Crowdless in Quirimbas

 
     
Jul 2016

Source: Cable & Grain, Words Fiona McIntosh

With picture-perfect tropical islands, warm water, beautiful beaches and a relaxed vibe, the luxury island resorts of the Quirimbas archipelago offer all that southern Mozambique, Zanzibar and the other Indian Ocean islands offer – without the crowds. 

The archipelago, which consists of a string of picturesque coral islands that stretches from Pemba in northern Mozambique to the Tanzanian border, is Mozambique’s new tourism frontier. Outside the cyclone belt, and with only a few carefully controlled, exclusive tourism developments, the region is pristine and unspoiled.

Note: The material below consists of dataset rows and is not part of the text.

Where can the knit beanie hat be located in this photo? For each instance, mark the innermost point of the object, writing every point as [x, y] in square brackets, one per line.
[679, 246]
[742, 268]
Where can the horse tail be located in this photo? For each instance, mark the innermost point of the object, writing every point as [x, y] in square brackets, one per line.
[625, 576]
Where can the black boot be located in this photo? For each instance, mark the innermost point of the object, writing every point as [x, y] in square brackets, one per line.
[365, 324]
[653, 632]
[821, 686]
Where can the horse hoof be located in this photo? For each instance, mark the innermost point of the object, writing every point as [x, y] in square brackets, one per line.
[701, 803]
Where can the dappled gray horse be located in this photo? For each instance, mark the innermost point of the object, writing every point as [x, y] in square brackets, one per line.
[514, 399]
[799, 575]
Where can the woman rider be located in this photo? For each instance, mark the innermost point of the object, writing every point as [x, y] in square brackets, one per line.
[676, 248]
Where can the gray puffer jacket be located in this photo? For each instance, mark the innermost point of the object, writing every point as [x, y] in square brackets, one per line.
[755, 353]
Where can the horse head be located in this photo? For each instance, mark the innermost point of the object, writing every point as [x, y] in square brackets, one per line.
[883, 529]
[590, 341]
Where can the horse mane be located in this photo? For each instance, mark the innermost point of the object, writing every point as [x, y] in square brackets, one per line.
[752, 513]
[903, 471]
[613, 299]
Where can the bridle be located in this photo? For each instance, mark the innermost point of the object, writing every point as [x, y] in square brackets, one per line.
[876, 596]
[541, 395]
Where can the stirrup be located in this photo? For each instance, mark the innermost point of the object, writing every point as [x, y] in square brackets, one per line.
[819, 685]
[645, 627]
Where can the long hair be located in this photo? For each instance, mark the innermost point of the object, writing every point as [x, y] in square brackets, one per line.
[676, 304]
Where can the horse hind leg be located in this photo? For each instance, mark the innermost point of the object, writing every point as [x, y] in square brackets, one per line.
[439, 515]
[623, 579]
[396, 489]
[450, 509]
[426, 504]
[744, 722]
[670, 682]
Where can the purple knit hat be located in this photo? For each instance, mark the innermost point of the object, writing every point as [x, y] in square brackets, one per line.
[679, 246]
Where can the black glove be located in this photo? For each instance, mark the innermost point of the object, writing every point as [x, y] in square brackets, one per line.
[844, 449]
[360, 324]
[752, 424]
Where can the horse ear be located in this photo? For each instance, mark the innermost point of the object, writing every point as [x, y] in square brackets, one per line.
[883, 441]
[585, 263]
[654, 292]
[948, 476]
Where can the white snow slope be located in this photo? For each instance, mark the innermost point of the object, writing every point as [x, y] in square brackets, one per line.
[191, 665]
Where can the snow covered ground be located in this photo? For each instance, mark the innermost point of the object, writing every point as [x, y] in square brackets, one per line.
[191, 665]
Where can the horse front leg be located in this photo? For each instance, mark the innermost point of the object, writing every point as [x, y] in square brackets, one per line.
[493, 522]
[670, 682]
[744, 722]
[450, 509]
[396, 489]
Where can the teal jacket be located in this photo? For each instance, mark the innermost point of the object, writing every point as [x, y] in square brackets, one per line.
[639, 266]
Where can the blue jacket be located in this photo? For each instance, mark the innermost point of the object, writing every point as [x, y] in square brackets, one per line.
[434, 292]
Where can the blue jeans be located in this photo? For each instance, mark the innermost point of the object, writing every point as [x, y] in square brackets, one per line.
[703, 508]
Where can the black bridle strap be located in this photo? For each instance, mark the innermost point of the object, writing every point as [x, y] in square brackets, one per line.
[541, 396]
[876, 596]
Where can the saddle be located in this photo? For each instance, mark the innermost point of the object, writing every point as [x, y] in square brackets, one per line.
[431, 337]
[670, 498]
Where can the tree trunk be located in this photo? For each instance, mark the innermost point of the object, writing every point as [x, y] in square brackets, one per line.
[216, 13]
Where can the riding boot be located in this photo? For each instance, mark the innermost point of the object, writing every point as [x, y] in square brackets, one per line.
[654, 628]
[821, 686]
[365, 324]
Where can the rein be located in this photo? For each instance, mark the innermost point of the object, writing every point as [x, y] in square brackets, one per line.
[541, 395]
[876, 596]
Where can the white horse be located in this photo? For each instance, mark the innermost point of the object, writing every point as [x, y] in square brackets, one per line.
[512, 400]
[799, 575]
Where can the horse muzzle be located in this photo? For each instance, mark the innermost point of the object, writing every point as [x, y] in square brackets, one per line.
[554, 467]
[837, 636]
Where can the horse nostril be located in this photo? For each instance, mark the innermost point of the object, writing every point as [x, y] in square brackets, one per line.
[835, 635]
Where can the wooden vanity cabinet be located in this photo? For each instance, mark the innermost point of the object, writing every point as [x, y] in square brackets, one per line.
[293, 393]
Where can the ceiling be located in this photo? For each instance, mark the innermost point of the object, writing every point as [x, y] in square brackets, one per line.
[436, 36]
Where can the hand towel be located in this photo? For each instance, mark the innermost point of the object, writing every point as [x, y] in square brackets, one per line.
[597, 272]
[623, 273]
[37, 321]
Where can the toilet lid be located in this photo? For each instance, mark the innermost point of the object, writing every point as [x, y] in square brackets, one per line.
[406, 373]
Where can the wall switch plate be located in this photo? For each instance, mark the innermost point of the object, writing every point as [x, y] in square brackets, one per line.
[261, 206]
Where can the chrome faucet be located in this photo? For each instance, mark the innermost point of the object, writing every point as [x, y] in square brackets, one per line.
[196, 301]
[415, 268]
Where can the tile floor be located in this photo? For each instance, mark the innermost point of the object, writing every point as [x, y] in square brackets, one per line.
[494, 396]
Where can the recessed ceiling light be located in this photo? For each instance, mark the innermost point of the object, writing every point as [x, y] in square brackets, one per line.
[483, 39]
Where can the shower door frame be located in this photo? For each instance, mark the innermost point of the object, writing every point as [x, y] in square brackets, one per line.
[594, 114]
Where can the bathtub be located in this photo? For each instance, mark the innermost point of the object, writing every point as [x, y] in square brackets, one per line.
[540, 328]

Upmarket private island lodges, shaded by giant baobabs and elegant palm trees, offer the ultimate in barefoot luxury, many with private plunge pools, butler service and superbly located spas complementing the ultra-secluded villas. 

It’s an incredibly romantic part of the world. Dhows sail past as you sip your sundowners and dine on the fruits of the sea washed down with fine wines; and there is a range of adventure activities – including kayaking, kite-surfing and world-class scuba diving and snorkelling – to amuse active sorts. 

The crystal clear waters are home to myriad colourful reef fish, the birdlife is fantastic, humpback whales are often sighted in the second half of the year. In December turtles pull themselves up the soft sand beaches to lay their eggs, and in February the little hatchlings can be seen struggling their way down the sandy beaches as they start their perilous journeys to adulthood, and ultimately back to the same beach in this enduring circle of life.

The deep sea fishing is a particular draw card, with dorado, barracuda, king mackerel, tuna and kingfish the main prizes, while for those of a cultural bent, Ibo Island offers a very different Quirimbas experience, a window onto the area’s past.

Once a major Arab and Portuguese trading centre, the island played a pivotal role in ancient maritime trade and many of its buildings, such as the old fort of São João Baptista, built by the Portuguese in 1791 to defend themselves against the Arabs and pirates from Madagascar, reflect this interesting history.

Alighting there is like stepping into a time warp. The once grand villas are in a rather charming state of decay, subsistence fishermen sail with the tides or cast their nets from dug-out canoes, while inside the fort silversmiths hand craft exquisite necklaces and other pieces of jewellery.